The goal of this project is to measure the performance of searching for an item within a static set. The factors being compared are the data layout and branchless vs branching code.
There are 2 data structures I am measuring performance of, a sorted set and a sorted map. For each data structure I am implementing 4 versions:
- backed by sorted array and binary search
- backed by sorted array and branchless binary search
- backed by eytzinger layout
- backed by eytzinger layout and a branchless search
In addition for the Map, I am comparing performance when the <Key, Value> is stored together versus in separate sections.
I will benchmark the structures with varying sizes, to account for performance when memory does and doesnt fit in cache lines.

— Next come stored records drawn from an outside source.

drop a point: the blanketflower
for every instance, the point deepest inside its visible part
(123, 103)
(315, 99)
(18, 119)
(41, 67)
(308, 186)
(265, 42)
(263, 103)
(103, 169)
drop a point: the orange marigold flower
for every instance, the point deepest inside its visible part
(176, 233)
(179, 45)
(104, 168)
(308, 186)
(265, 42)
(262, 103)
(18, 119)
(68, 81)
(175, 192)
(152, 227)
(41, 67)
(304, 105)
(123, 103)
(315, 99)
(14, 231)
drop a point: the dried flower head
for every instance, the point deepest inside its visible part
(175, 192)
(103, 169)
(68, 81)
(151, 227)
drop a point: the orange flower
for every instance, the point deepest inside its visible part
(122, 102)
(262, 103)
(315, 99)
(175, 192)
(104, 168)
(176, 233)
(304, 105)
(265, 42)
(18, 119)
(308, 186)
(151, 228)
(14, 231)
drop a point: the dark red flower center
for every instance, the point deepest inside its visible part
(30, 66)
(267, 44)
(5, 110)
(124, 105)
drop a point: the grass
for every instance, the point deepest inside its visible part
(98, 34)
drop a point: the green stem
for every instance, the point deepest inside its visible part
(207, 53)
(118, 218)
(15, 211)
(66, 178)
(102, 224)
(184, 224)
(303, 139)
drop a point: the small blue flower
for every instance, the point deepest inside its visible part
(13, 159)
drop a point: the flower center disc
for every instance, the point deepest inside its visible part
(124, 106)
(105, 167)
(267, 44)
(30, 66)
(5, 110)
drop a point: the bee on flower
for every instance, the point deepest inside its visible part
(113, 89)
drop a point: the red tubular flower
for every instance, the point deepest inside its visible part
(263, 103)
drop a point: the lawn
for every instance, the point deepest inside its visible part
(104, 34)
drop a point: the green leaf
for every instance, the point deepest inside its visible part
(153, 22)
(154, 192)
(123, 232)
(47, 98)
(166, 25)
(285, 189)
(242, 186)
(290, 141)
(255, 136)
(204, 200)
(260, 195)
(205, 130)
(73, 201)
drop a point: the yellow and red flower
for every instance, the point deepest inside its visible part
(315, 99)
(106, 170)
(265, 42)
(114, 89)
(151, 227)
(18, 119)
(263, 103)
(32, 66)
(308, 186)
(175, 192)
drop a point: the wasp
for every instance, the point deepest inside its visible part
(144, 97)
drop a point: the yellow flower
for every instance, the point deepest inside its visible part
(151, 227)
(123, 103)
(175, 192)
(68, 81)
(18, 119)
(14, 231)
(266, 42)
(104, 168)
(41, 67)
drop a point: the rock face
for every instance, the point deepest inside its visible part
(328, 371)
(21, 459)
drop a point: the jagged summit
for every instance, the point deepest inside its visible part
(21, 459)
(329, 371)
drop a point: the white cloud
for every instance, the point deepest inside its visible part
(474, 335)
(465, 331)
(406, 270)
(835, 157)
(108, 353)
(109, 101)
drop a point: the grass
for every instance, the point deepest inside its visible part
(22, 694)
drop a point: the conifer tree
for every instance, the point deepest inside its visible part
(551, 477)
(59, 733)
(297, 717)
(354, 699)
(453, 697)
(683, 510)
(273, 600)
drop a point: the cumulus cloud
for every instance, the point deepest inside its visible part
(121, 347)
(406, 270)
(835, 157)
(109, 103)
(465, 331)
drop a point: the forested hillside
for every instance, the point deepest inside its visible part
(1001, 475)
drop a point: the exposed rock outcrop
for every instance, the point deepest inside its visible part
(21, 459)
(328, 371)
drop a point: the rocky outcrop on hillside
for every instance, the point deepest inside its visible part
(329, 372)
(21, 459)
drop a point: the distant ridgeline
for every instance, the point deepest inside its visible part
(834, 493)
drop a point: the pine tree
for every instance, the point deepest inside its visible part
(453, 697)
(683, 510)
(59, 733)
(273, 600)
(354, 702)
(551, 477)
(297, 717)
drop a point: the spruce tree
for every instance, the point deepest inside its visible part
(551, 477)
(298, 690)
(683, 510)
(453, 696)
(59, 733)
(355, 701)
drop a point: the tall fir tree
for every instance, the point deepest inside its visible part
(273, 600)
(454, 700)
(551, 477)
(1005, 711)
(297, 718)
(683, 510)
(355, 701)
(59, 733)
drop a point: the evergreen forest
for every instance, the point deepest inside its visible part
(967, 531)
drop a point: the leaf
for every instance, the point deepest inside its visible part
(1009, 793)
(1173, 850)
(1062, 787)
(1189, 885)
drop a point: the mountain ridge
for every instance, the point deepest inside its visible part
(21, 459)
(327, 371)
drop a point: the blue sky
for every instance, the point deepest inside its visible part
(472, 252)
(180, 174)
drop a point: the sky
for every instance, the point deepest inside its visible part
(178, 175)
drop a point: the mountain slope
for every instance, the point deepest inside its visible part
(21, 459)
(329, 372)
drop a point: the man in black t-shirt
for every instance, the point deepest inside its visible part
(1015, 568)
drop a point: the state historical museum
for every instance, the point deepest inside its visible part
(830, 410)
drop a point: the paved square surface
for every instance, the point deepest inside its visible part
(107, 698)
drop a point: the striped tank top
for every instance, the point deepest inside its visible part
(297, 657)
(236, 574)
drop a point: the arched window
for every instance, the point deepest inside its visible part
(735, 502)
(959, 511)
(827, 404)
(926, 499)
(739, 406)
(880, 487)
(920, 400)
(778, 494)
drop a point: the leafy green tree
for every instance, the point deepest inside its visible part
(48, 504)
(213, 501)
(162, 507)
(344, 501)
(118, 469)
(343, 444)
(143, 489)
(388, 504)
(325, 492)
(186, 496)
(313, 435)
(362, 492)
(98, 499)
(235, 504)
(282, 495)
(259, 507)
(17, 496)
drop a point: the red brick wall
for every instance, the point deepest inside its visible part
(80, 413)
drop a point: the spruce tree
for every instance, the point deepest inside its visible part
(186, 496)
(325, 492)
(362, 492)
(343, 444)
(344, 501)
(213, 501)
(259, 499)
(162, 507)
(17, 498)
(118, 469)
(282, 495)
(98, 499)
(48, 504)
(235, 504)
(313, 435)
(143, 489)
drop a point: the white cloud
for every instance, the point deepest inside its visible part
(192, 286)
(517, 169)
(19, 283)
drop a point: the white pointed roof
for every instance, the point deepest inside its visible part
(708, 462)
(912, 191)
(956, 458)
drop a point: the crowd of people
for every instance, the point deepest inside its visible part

The sizes I plan are:
- powers of 2 from 2^1 to 2^24
- multiples of 1000, from 1000 to 100,000
(i am including the powers of 2 due to potential issues with cache coherence)
- perf: record cpu cycles and cache misses
- generate n random integers
- populate all structures
- generate 1 million queries
- start with a dry run, not measured in benchmarks
- start timer
- run the 1 million queries
- end timer
I will be looking
WIP.
I recently came across Algorithms for Modern Hardware by Sergey Slotin. I found it to be a great read! He does a great job of gathering lots of useful information in one place. This inspired me to give performance benchmarking in cpp a try, specifically for the eytzinger layout and branch predication.
I have also came across multiple blogs on data oriented design, and wanted to test the performance impact on a structure like a map.